How to Explain a Cache Stampede in English
Learn the English vocabulary and phrases developers need to explain a cache stampede incident to their team, from what triggered it to how to prevent the next one.
A cache stampede is one of those incidents that looks like a sudden traffic spike but is actually self-inflicted — the moment a popular cache entry expires, every waiting request piles onto the database at once. Explaining this clearly matters because the instinctive reaction (“we got hit by more traffic”) leads teammates toward the wrong fix, like scaling the database instead of fixing the caching logic.
Key Vocabulary
Cache stampede (a.k.a. thundering herd) — a surge of near-simultaneous requests that all miss the cache at the same moment, usually right after a popular key expires, overwhelming the backend that regenerates the value. “This wasn’t organic traffic growth — it was a cache stampede triggered the instant that key’s TTL expired.”
TTL (Time to Live) — the duration a cache entry is considered valid before it expires and must be regenerated. “We set the TTL to one hour, which felt safe, but this key gets requested thousands of times a second, so even a one-second gap after expiry causes a pileup.”
Lock-based regeneration — a stampede-prevention pattern where only the first request after expiration is allowed to regenerate the value, while others wait briefly or receive a slightly stale copy. “We’re adding lock-based regeneration so only one request rebuilds the cache entry, instead of every concurrent request hitting the database at once.”
Stale-while-revalidate — a strategy that serves an expired cache value immediately while regenerating it in the background, trading a small amount of staleness for eliminating the stampede entirely. “With stale-while-revalidate, nobody has to wait on a cold cache — they get the slightly old value instantly while we refresh it behind the scenes.”

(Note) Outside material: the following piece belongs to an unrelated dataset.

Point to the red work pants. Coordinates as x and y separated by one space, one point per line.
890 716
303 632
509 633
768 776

Jittered expiration — adding a small random offset to each cache entry’s TTL so that many keys set at the same time don’t all expire in the same instant. “We added jitter to the TTL so these ten thousand keys, all cached at deploy time, don’t all expire in the same second next week.”
Explaining the Root Cause
- “This wasn’t a traffic spike — the database load jumped because one popular key expired and every request that missed the cache hit the database at the same second.”

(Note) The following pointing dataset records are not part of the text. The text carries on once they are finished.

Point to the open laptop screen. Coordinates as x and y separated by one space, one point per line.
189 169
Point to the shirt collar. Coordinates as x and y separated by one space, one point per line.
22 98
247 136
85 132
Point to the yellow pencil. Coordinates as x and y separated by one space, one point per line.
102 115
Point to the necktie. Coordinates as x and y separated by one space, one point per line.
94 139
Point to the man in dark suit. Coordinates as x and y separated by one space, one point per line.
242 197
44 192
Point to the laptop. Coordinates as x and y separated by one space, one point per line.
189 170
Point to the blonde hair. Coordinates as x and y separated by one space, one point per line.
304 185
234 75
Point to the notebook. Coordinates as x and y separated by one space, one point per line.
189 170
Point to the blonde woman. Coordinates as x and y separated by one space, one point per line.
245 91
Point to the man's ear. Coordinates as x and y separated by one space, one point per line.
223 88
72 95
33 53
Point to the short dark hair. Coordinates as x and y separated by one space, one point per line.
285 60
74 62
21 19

- “We didn’t have any protection against concurrent regeneration, so a thousand requests all tried to rebuild the same cache entry simultaneously.”
- “The timing lines up exactly with the TTL expiring, which is why I’m confident this is a stampede and not an actual increase in users.”
Communicating What Needs to Change
- “I want to add lock-based regeneration so only the first request rebuilds the value, and the rest wait a few milliseconds instead of also hitting the database.”
- “Let’s switch to stale-while-revalidate for this key specifically, since a few seconds of staleness is much cheaper than a database overload.”
- “I’m adding jitter to our TTLs so keys cached around the same time don’t all expire in the same instant.”
Verifying the Fix Together
- “Can we replay this traffic pattern in staging and confirm the database no longer spikes when the key expires?”
- “Let’s watch cache hit rate and database query volume together during the next expected expiration window.”
- “If this happens again, check whether it lines up with a TTL boundary before assuming it’s a genuine traffic increase.”
Professional Tips
- Name the mechanism, not just the symptom. Saying “this is a cache stampede” instead of “the database got overloaded” tells the team exactly what class of fix is needed, rather than inviting a scaling conversation that won’t solve the underlying problem.
- Point to the timing correlation as evidence. Showing that the spike aligns precisely with a TTL expiration is far more convincing than describing the symptom alone, and it heads off debate about whether this was “just growth.”
- Propose a specific prevention pattern, not a vague mitigation. “Lock-based regeneration” or “stale-while-revalidate” gives engineers a concrete design to implement, instead of a general instruction to “make caching better.”
Practice Exercise
- Write two sentences explaining to a teammate why a database load spike was actually a cache stampede, not real traffic growth.
- Describe, in one sentence, the difference between lock-based regeneration and stale-while-revalidate as stampede prevention strategies.
- Draft a short message proposing to add jitter to a set of cache TTLs that currently all expire at the same time.